Electro hop is in. With emcees becoming more diverse, leaving the traditionalist hip-hop approach in favor of a bigger, bombastic, ballsy sound, the game is on the precipice of becoming a vending machine of little ringtone pocket universes. With frat rap groups 3OH!3 and confetti gangsta hipsters LMFAO as radio paper weights, and EDM punks Far East Movement riding the airwaves, rap and hip-culture are changing. However, one can argue that among the fluff and pipe dreams, the art of hip-hop is evolving. Just look at these three electro hop stars that are doing it big and changing hip-hop below. These trailblazing artists have made music that has had a profound effect on us. But, how big exactly?
Notable work: Man on the Moon: The End of Day
When the hip-hop head from Cleveland, Ohio made his rounds on Chi-town No.1 emcee Kanye West’s 808s & Heartbreak after dropping his stellar mixtape A Kid Named Cudi, rap upstart Kid Cudi went solo. Scott Ramon Seguro Mescudi’s moniker became a hold name, featuring on the splendid HBO series How To Make It In America, and all because of his comprehensive Man on the Moon: The End of Day. The album, which broke the fresh-faced rap mold and took us into the mind of post-911 young black hipster was astounding. With producers Dot da Genius, Emile, Kanye West, Plain Pat and Ratatat, Mescudi found a niche with his neo-psychedelic trip-hop electro boogie emo-rap and the cool kids found a new rapper to emulate. His spacey, introspective sensibility helped turn a seemingly passing fad into a hip-hop sound worth evolving.
Notable Work: Thank Me Later
Who knew that the kid from Degrassi: The Next Generation would become one of the most celebrated rappers a few years later? After dropping his massive So Far Gone mixtape—an album so jam packed with hits, he could’ve released a greatest hits compilation album—Aubrey Drake Graham took the world by storm and his coveted EP took home Grammy nods. The Toronto wunderkind released his long-awaited first studio album Thank Me Later earlier this summer to excellent critical praise. Spawning club anthems “Find Your Love” and “Over,” it solidified Drake’s hype with berserk, glitchy automation Auto-Tune slow jams and introspective, confession culture trouncing.
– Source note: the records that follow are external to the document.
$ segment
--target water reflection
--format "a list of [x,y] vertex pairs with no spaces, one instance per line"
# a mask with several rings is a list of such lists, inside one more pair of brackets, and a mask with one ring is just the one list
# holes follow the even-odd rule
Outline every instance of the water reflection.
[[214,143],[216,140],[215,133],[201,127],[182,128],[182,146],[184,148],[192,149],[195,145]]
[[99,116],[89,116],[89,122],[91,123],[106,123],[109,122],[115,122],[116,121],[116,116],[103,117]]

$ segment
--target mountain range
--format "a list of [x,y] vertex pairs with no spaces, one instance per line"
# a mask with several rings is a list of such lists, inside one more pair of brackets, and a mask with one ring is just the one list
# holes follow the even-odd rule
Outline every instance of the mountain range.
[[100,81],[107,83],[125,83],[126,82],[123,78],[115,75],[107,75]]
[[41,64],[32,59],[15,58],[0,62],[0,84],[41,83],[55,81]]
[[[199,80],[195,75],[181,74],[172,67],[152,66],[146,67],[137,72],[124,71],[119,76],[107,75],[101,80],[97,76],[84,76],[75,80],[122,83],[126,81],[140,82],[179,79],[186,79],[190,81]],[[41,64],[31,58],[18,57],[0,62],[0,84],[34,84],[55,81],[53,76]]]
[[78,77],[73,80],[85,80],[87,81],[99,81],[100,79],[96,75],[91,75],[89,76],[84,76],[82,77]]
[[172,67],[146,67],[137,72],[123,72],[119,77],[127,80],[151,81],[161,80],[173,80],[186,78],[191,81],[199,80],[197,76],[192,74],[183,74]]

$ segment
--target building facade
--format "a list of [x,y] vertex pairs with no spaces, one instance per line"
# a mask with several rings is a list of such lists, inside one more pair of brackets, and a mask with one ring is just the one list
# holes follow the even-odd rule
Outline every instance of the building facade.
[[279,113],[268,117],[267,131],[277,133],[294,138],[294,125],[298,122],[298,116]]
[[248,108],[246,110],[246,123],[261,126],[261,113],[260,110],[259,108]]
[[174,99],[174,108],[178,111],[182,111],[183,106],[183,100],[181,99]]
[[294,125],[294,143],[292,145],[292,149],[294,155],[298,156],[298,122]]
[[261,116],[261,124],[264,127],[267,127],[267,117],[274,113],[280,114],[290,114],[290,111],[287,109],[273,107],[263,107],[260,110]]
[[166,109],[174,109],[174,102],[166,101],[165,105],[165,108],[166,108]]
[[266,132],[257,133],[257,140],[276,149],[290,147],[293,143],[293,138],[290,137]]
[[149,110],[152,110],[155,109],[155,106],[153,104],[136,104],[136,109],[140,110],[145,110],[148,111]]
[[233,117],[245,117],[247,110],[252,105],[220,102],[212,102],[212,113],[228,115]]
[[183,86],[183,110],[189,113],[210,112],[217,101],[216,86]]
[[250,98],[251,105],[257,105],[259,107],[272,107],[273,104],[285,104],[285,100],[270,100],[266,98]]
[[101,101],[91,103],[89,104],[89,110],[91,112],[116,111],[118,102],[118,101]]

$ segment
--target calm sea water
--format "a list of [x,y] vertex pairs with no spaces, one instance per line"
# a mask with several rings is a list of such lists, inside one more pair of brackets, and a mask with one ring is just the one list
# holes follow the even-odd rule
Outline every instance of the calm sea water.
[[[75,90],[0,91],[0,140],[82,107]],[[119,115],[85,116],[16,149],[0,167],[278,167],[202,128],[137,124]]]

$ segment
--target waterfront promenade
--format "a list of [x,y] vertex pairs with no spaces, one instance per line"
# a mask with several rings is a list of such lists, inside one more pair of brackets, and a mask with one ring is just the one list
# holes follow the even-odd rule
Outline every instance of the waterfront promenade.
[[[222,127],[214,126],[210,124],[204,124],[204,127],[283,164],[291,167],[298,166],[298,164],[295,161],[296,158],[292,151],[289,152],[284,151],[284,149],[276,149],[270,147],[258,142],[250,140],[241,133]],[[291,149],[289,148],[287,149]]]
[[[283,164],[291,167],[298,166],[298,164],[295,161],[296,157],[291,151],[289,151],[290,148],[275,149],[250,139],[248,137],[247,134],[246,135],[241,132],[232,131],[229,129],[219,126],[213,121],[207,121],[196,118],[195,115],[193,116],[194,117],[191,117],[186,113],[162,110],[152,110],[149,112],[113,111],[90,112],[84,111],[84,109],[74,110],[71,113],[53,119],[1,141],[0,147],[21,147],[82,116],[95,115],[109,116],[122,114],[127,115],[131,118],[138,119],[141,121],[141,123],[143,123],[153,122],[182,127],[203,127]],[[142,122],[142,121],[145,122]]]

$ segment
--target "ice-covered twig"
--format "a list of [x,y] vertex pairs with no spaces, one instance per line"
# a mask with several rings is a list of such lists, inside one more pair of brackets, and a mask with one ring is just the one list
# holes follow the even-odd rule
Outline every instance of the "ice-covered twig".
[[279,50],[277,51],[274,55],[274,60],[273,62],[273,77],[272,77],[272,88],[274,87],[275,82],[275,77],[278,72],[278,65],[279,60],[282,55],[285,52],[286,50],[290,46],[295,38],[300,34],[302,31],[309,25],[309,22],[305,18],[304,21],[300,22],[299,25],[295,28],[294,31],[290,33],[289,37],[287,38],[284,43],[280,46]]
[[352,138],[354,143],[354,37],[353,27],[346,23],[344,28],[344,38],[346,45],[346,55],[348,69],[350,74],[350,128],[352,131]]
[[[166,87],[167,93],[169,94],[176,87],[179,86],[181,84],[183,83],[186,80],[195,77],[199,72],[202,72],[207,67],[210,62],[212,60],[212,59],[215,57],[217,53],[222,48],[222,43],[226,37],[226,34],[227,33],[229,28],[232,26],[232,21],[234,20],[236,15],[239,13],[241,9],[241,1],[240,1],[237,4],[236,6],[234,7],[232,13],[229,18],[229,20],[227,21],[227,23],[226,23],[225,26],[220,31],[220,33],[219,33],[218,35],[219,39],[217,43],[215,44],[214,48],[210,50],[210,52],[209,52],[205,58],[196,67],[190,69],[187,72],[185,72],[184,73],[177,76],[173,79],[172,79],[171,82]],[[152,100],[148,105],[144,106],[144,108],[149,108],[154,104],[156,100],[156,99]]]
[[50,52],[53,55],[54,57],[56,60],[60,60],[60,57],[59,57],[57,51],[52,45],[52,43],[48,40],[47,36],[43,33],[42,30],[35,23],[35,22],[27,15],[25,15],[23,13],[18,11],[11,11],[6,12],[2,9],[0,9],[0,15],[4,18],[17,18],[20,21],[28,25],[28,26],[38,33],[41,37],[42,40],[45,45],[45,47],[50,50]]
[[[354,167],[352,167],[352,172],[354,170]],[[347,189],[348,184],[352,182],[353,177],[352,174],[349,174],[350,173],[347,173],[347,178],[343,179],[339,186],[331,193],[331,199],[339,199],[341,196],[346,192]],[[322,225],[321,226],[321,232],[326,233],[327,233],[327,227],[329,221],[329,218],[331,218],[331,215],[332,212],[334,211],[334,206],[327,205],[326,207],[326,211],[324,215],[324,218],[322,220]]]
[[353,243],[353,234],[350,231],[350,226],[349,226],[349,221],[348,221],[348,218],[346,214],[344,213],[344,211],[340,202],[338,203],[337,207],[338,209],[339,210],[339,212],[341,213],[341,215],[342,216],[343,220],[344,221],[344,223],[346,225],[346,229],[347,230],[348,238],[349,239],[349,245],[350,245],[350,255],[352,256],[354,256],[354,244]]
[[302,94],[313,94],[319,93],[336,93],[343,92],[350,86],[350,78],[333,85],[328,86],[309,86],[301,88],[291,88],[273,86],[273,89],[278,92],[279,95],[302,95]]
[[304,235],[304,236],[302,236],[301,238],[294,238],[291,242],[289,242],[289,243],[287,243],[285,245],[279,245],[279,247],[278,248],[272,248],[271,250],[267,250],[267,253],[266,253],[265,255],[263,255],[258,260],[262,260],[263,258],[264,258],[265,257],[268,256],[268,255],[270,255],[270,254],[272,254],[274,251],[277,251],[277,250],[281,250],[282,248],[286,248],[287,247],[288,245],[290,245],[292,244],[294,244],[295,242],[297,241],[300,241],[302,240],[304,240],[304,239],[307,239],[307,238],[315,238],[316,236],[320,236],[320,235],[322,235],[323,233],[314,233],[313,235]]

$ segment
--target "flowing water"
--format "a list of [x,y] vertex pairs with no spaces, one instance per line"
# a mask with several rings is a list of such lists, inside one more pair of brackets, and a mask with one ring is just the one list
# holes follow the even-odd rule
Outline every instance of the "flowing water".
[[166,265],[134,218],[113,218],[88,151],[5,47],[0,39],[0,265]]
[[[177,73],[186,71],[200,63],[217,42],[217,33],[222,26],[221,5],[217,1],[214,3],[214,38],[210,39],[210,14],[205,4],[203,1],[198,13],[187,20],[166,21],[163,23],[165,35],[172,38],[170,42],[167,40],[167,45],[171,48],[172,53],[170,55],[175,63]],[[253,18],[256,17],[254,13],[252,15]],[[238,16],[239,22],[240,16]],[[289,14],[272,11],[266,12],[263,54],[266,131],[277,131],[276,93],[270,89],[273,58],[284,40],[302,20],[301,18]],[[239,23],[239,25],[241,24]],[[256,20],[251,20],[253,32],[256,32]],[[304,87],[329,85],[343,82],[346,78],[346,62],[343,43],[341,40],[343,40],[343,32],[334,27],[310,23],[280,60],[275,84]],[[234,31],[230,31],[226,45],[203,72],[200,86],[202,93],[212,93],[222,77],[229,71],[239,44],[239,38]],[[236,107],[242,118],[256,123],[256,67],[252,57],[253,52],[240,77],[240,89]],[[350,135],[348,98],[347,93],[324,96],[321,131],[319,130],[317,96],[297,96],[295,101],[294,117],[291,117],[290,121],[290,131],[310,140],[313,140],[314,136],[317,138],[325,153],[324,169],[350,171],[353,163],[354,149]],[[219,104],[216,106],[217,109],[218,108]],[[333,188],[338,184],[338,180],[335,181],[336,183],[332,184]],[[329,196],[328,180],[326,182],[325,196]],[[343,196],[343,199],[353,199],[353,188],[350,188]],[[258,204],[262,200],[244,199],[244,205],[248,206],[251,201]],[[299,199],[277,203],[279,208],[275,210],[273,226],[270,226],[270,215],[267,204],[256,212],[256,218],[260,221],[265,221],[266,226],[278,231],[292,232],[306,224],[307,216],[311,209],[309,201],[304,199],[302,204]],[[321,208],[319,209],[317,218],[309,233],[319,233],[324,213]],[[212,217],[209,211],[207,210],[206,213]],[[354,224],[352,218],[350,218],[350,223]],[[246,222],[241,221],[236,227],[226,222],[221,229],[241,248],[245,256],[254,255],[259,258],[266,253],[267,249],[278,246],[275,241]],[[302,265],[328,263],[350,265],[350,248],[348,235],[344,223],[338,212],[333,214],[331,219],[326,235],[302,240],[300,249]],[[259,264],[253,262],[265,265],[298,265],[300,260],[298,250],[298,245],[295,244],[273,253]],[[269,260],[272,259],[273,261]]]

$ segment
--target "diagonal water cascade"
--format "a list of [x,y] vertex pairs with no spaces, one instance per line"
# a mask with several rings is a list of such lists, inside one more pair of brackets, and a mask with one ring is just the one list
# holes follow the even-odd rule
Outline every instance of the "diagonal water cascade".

Notable Work: 808s & Heartbreak
Egocentric rapper Kanye West has had better albums, each one more ammunition explosive, high-flying flamboyantly electric with a larger-than-life razzle-dazzle than their predecessor. But this one had bite: he lost his mother Donda to cosmetic surgery, he broke from his engagement with fiancée Alexis Phifer, and critics had doubted he could drop a successful follow-up in the wake of the epic Graduation, which added an additional six chart topping hits to his repertoire. This time around he unloaded an epitaph that wallowed in self-deprecation, emotional decadence, the pain of car-crash relationship and divvied an introspective meditation on loss through androgynous Vangelis-inspired sci-fi flourishes and sweeping and synth-pop machine-powered braggadocio. The result: followers, B.o.B., Drake and Kid Cudi.